Five different projects are under way at the center, and the technology for them is being developed at Caltech. One new tool that highlights the center's collaborative effort is the "blood chip," which Caltech chemistry graduate student Ophir Vermesh is helping to develop. While the technology of the chip came from Caltech, the biological component--figuring out which proteins to look at--was done in Seattle, Heath says. With the technique, analysis of hundreds of proteins from a mere finger prick of blood can yield the fingerprint for a disease. Vermesh describes the procedure: "We monitor proteins in the serum that originate from specific organs as a way of monitoring the health of those organs. If the levels of those proteins deviate from normal, then that can indicate the presence of cancer within a particular organ." These diagnostic chips are currently in early-stage human trials.
In a second project, Caltech bioengineering graduate student Gabe Kwong is collaborating with colleagues in the working groups of Owen Witte and Caius Radu, professors in UCLA's department of molecular and medical pharmacology, to investigate immune cells called T-lymphocytes, or T cells. The efforts focus on finding ways to better harness the capability of the immune system to fight melanoma, or skin cancer. Melanoma is difficult to treat because it does not respond to normal chemotherapies.
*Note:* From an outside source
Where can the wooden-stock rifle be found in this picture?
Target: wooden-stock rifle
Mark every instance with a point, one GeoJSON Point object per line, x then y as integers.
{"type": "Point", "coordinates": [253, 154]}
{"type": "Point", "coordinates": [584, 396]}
Kwong is trying to identify the many different ways in which T cells naturally fight cancers, and then augment and harness these "specialized killers."
Kwong credits much of the project's strength to the easy access to technically advanced facilities that the NSBCC provides. He visits the UCLA campus two or three times a week to work on his project. "I think the advantage of the NSBCC is that it includes so many investigators from such a breadth of disciplines, but with a common focus," says Kwong.
The other three projects tackled by the NSBCC include developing models of signal pathways for cancer in mice, and applying imaging techniques to detect tumors and determine their types. The imaging detection projects apply the positron-emission tomograph, or PET, scanners that were invented and developed by NSBCC codirector Phelps. PET scanners can track various metabolic changes that are associated with cancerous tissues, and are widely used in diagnoses. PET images can also track a drug as it moves through the body to attack the cancer.
In one NSBCC project, Mark Davis, Caltech's Schlinger Professor of Chemical Engineering, is collaborating with UCLA scientists to achieve a better understanding of his nanoparticle-based cancer therapeutics, some of which are already in human trials.
The ultimate objective of the center is to develop technologies that can apply the most modern models of cancer biology in the clinic. "These cancer models are tremendously complex," says Heath. "At the same time, physicians need simple and accurate tools to guide their decision making. Meeting this challenge really requires the integrated strengths of Caltech, ISB, and UCLA that we are able to harness through the NSBCC. Working together, we have a chance to make a profound impact on the worlds of cancer research and clinical care."